バスケットボールにおいて、ディフェンスの重要性は今も昔も変わらない。特に現代NBAの攻撃の中心となるのはピック&ロール(P&R)だ。そのため、これを封じるディフェンスの役割は年々重要性を増している。
その最前線に立つのがPoA(Point of Attack)ディフェンダーだ。彼らは相手のボールハンドラーに対する第一の壁として、試合の流れを左右する存在である。
PoAディフェンスとは?
PoAディフェンスとは、主に相手のガードやスコアラーがピック&ロールやアイソレーションを仕掛ける際に、最初に対応するディフェンダーの守備を指す。
これが機能することで、チームのヘルプディフェンスの負担が減り、守備ローテーションが崩れにくくなる。
「PoSディフェンダー」を言い換えれば、相手チームのエースを直接マークし、その攻撃を封じるエリートディフェンダーともいえる。
PoAディフェンダーの主な役割
- ピック&ロールのディフェンス
- アイソレーションでの1on1対応
- 相手のドリブルドライブを制限
- スクリーンを回避しながらマークを維持
- ターンオーバーや悪いショットを誘発
PoAディフェンダーが優秀であれば、相手のオフェンスのリズムを崩し、スムーズな攻撃展開を阻止することができる。逆にこのポジションが脆弱だと、簡単にペイント内へ侵入を許し、チームのディフェンスが崩壊するリスクが高まる。
NBAトップレベルのPoAディフェンダー
少し以前の記事であるが、米バスケットボールメディア「CrownHoops」のスポーツライターMatt Huff氏によれば、現役NBAで最も優れたPoAディフェンダーとして、以下の5名が挙げられているので紹介します。
*所属チームは記事執筆時の2022年当時のもの
1. アレックス・カルーソ(シカゴ・ブルズ)
フットワークの鬼と称されるカルーソは、常に相手の動きを先読みし、スクリーンをスムーズに回避する能力を持つ。

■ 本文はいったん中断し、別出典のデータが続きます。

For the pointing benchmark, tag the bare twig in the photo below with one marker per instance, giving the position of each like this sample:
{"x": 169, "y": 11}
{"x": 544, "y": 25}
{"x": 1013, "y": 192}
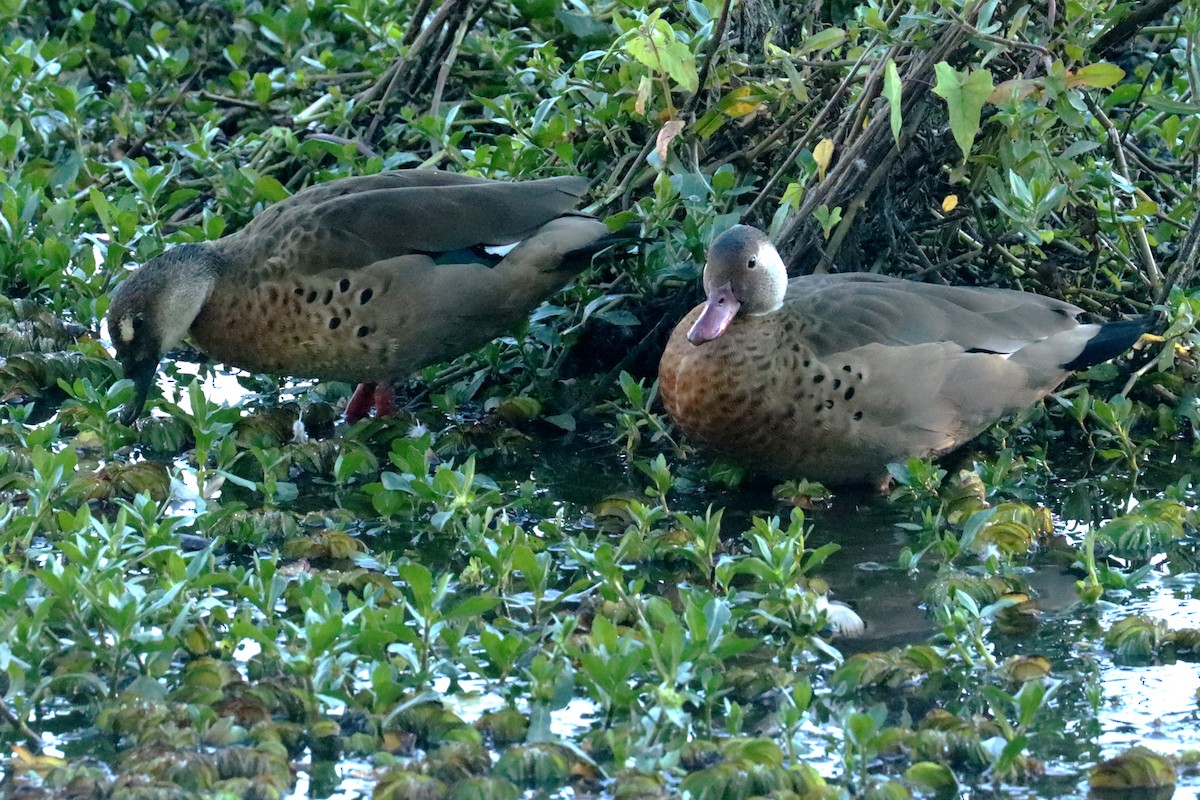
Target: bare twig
{"x": 718, "y": 35}
{"x": 1129, "y": 25}
{"x": 1138, "y": 232}
{"x": 809, "y": 136}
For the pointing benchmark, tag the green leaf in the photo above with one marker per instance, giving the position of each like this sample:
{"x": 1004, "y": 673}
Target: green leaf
{"x": 965, "y": 92}
{"x": 657, "y": 47}
{"x": 893, "y": 90}
{"x": 931, "y": 776}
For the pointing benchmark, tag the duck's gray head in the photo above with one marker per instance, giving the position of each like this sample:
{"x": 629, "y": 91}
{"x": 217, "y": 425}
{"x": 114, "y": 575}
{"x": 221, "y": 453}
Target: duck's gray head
{"x": 151, "y": 312}
{"x": 744, "y": 275}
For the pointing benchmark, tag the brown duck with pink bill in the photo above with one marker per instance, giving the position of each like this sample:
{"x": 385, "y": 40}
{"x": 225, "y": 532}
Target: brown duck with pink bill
{"x": 833, "y": 377}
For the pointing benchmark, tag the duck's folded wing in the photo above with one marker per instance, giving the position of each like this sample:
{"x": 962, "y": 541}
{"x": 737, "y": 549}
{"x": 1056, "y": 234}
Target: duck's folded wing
{"x": 846, "y": 311}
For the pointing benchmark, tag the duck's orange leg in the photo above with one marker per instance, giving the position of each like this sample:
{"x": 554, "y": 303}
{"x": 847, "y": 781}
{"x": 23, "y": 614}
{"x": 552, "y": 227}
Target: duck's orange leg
{"x": 361, "y": 403}
{"x": 384, "y": 400}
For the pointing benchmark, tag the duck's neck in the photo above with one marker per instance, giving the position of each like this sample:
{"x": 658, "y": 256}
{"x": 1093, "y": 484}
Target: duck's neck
{"x": 186, "y": 284}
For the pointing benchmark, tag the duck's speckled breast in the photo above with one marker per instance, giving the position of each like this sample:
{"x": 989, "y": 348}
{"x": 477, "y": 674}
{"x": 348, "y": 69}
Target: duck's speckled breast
{"x": 760, "y": 395}
{"x": 312, "y": 326}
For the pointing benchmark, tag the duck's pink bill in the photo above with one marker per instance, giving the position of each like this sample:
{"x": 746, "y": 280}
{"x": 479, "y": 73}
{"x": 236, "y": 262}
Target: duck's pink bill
{"x": 719, "y": 311}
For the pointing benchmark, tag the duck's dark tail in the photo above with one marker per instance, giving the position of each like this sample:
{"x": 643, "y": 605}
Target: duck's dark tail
{"x": 1110, "y": 341}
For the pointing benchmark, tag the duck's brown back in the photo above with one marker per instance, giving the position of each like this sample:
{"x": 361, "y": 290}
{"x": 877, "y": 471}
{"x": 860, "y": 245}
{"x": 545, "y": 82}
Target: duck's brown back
{"x": 844, "y": 379}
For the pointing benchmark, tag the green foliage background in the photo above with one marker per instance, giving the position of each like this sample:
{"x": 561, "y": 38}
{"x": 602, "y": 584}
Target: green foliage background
{"x": 1049, "y": 146}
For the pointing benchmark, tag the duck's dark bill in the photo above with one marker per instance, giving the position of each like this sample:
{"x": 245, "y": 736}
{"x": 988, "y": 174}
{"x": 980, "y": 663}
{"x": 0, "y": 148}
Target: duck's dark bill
{"x": 142, "y": 373}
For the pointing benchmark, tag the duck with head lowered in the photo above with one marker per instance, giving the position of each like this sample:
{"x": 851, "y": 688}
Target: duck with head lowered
{"x": 348, "y": 281}
{"x": 833, "y": 377}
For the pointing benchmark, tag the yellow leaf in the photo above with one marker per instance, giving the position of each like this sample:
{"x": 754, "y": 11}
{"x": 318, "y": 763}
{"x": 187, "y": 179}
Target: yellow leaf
{"x": 666, "y": 133}
{"x": 822, "y": 154}
{"x": 1097, "y": 76}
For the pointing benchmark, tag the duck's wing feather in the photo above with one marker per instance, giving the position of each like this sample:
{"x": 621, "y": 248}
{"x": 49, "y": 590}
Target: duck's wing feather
{"x": 352, "y": 223}
{"x": 840, "y": 312}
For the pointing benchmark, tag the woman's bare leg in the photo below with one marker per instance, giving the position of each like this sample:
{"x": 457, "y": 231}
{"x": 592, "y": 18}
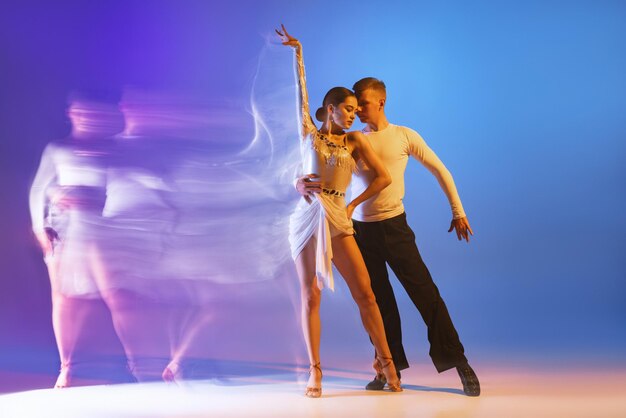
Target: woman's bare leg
{"x": 310, "y": 296}
{"x": 348, "y": 260}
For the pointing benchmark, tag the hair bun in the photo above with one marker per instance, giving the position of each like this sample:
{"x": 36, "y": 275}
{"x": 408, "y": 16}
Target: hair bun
{"x": 321, "y": 114}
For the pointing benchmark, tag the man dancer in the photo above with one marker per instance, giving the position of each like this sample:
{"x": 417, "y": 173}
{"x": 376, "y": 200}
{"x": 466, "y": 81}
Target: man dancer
{"x": 384, "y": 237}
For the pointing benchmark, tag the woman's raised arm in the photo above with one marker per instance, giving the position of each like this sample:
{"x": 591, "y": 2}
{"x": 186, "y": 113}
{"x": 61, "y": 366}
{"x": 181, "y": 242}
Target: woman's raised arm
{"x": 308, "y": 126}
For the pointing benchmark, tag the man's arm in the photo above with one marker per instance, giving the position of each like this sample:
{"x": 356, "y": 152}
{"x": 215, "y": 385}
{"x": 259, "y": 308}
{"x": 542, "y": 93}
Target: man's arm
{"x": 422, "y": 152}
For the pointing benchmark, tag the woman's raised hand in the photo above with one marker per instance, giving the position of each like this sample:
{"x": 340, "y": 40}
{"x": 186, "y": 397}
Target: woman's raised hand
{"x": 286, "y": 38}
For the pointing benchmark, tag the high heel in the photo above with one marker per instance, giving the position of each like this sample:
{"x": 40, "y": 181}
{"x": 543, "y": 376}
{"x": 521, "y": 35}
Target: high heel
{"x": 64, "y": 379}
{"x": 395, "y": 385}
{"x": 313, "y": 392}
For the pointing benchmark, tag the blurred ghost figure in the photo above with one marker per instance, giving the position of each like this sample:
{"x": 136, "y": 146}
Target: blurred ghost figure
{"x": 193, "y": 225}
{"x": 66, "y": 201}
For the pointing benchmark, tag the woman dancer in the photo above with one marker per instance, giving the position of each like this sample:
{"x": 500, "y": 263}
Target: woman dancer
{"x": 321, "y": 227}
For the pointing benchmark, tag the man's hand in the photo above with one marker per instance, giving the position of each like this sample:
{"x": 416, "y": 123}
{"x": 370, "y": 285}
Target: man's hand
{"x": 306, "y": 186}
{"x": 463, "y": 230}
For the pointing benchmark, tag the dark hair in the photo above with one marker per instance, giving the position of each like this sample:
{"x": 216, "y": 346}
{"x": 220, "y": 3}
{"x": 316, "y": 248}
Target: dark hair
{"x": 369, "y": 83}
{"x": 335, "y": 96}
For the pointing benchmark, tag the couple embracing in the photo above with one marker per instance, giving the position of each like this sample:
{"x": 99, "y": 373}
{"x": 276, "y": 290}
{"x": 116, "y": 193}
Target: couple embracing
{"x": 371, "y": 232}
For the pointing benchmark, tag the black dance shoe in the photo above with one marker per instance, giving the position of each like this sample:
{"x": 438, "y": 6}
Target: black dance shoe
{"x": 471, "y": 386}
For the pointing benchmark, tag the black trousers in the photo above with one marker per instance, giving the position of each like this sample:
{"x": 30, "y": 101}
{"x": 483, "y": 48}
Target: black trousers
{"x": 393, "y": 242}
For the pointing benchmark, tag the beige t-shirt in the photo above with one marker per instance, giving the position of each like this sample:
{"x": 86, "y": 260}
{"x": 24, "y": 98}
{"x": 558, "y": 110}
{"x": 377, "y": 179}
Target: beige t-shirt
{"x": 393, "y": 145}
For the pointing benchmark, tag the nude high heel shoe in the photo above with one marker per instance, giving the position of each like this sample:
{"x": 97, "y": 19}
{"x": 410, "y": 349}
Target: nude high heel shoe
{"x": 313, "y": 392}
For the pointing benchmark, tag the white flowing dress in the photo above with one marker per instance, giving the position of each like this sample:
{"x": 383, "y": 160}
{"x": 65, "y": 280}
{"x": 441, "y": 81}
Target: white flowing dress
{"x": 326, "y": 216}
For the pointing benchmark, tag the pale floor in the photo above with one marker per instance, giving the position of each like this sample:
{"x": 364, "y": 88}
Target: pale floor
{"x": 506, "y": 393}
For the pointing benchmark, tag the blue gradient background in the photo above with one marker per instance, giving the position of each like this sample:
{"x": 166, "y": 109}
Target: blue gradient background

彼のプレッシャーディフェンスは、相手ガードにとってまさに悪夢だ。
2. ゲイリー・ペイトン2世(ゴールデンステイト・ウォリアーズ)
「ヤング・グローブ(父のニックネーム“グローブ”から)」の異名を持つペイトン2世は、圧倒的なフィジカルと瞬発力で相手のオフェンスを封じる。プレーオフでも有効なディフェンス力を発揮することが証明されている。
3. マティス・サイブル(フィラデルフィア・76ers)
スティールとブロックのスペシャリストであり、オフボールディフェンスも優秀な選手。相手のパスコースを読み、ミスを誘発する能力はリーグ屈指である。
4. ドリュー・ホリデー(ミルウォーキー・バックス)
NBAのガード陣にとって、ホリデーほど厄介なディフェンダーは少ない。強靭なフィジカルと高いIQで、相手のリズムを完全に狂わせる能力を持っている。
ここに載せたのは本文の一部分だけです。